Please tell me how to do this.
Use Newton's method to find the absolute maximum value of the function f(x) = xcos(x), 0 ≤ x ≤ , correct to six decimal places.
it seems to me i've seen this problem before. you're not double posting, are you?
anyway, here goes. i'll start you off.
so remember, for the absolute max, we want to find the largest value for the function on the interval we are considering. now this value may occur at the endpoints, or it may occur at a local maximum within the interval, so let's check those.
$\displaystyle f(x) = x \cos x$ for $\displaystyle 0 \le x \le \pi$
$\displaystyle \Rightarrow f'(x) = \cos x - x \sin x$, $\displaystyle 0 \le x \le \pi$
(1) check the value of the function at the end points
$\displaystyle f(0) = 0$
and
$\displaystyle f(\pi) = - \pi$
(2) check the value of the function at the critical points
for the critical points, set $\displaystyle f'(x) = 0$
$\displaystyle \Rightarrow \cos x - x \sin x = 0$
now this is relatively hard to solve, here is where we will need Newton's method, to find the critical point.

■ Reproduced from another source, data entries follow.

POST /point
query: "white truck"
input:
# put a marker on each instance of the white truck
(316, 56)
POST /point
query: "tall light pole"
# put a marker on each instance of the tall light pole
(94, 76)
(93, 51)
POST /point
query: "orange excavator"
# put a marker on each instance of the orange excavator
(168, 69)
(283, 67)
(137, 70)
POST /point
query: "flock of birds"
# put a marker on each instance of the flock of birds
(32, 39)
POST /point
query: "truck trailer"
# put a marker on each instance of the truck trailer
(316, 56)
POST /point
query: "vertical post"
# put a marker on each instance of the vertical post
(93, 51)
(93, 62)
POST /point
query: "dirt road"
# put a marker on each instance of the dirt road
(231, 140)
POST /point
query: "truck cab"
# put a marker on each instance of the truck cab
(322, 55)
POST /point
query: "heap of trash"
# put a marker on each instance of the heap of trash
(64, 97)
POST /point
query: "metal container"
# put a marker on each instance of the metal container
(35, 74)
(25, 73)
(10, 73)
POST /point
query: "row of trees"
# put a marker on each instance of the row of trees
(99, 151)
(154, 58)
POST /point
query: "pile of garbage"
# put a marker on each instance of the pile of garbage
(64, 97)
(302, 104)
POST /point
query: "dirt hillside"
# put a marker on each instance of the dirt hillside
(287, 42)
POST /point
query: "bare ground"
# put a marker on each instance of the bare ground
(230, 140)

recall that Newton's method says that if we are given an approximation $\displaystyle x_n$ for the zero of a function, we can get a better approximation $\displaystyle x_{n + 1}$ by way of the formula:
$\displaystyle x_{n + 1} = x_n - \frac {f(x_n)}{f'(x_n)}$ .....................(1)
now, take your first guess to be 1. thus you have $\displaystyle x_1 = 1$
so you will find the second approximation, $\displaystyle x_2$, by:
$\displaystyle x_2 = 1 - \frac {f(1)}{f'(1)}$
now calculate $\displaystyle x_2$. when you get $\displaystyle x_2$, plug it in for $\displaystyle x_n$ in (1) to get the third approximation $\displaystyle x_3$, that is, find:
$\displaystyle x_3 = x_2 - \frac {f(x_2)}{f'(x_2)}$
continue to do this until you realize that your value for $\displaystyle x_n$ has the first 6 decimal places constant. then take that to be the critical point. then, calculate the value of the function at that point. then pick the absolute max.
(note, think of $\displaystyle x$ to be in radians)